Guenther Steiner is adamant the decision to axe Nikita Mazepin earlier this season has not affected Haas' upgrade plans.
As has become customary over the years when F1 pitches up for the Spanish Grand Prix at Barcelona's Circuit de Catalunya, the teams this weekend will be introducing a raft of updates - with the exception of Haas.
Steiner has revealed his team will not be unveiling what he has described as a "substantial" upgrade until the 12th race of the year in France.
"We've made a plan [as to] why we are doing this, so we go along with our plan," said Steiner. "We won't jump on what other people do and react to it.
"You will see when we bring the upgrade it will be everywhere. It will make a nice package - I wouldn't say everywhere, that's an exaggeration but quite a big one.

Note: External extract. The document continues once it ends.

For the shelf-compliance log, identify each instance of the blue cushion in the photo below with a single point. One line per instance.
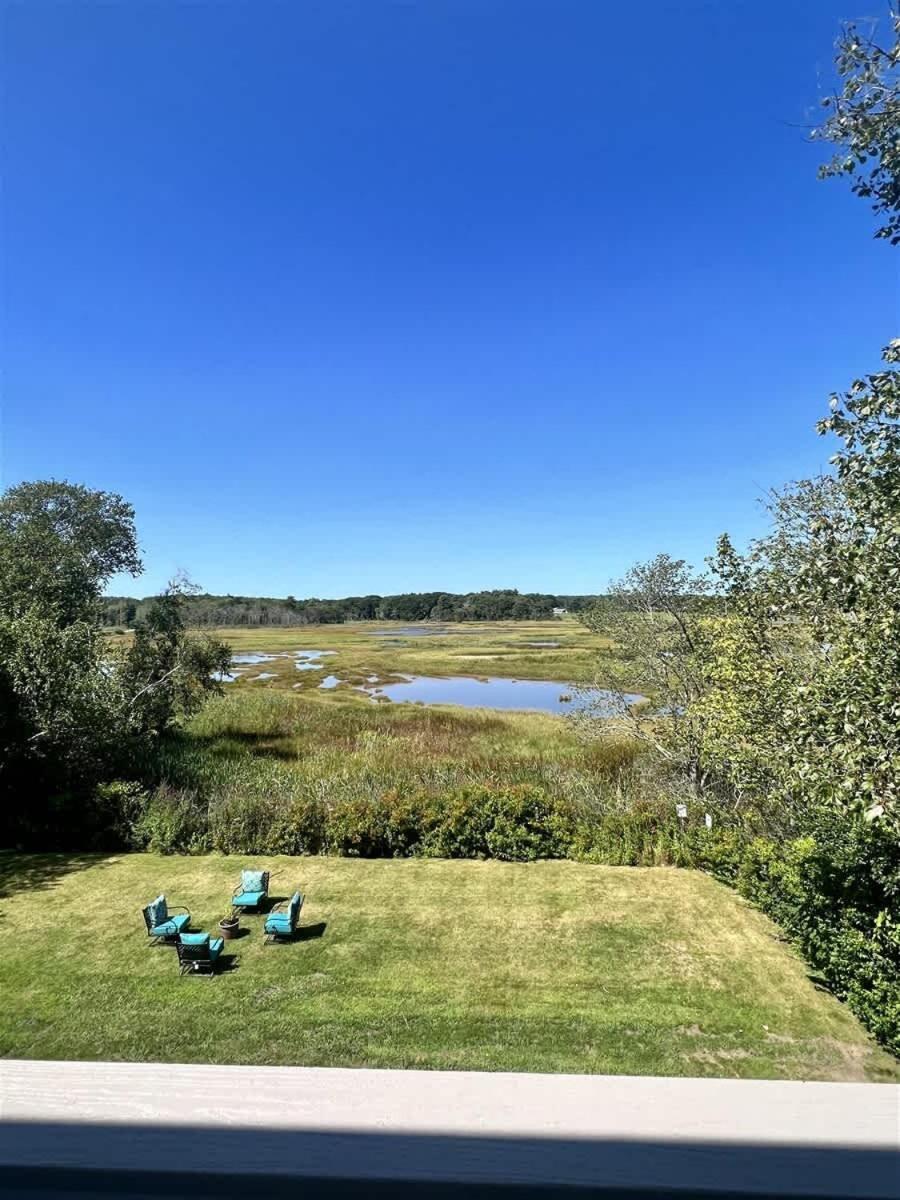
(159, 911)
(252, 881)
(171, 927)
(196, 939)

"It's not just a turning vane, or something like this, it's quite a few changes. It's substantial."
Mazepin exit not to blame
Before the start of the season, and following Russia's invasion of Ukraine, Haas took the decision to follow the sanctions imposed by other sports and businesses.
Despite considerable revenue from sponsor Uralkali, Russia's largest potash fertiliser producer overseen by Dmitry Mazepin who paid for son Nikita's F1 seat with the team, Haas opted to sever all ties with both the company and driver.
The suggestion is Mazepin's departure has had a major knock-on effect in terms of Haas' budget and the introduction of upgrades.
Asked initially whether the team was being hamstrung by the $140million budget cap this year, Steiner replied: "It's not the budget cap, it's the budget."
As to whether Mazepin's departure had played a key role in that, Steiner insisted: "No. Our budget has stayed the same."
Haas to avoid pain without upgrades
Following Haas' fine start to the season, with the team scoring 15 points, it is likely it
could now fall behind its rivals before delivering its own upgrade plan in France.
Steiner, however, feels there is enough in the car at present to keep Kevin Magnussen and Mick Schumacher fighting in the midfield.
"I think we shouldn't have pain otherwise we would have brought the upgrade earlier," assessed Steiner.
"I've said before it was a conscious decision to do this because I think we can get enough out of what we've got.
"And again, I don't know what the others are bringing. There is a big announcement of big upgrades but I don't know how good they are."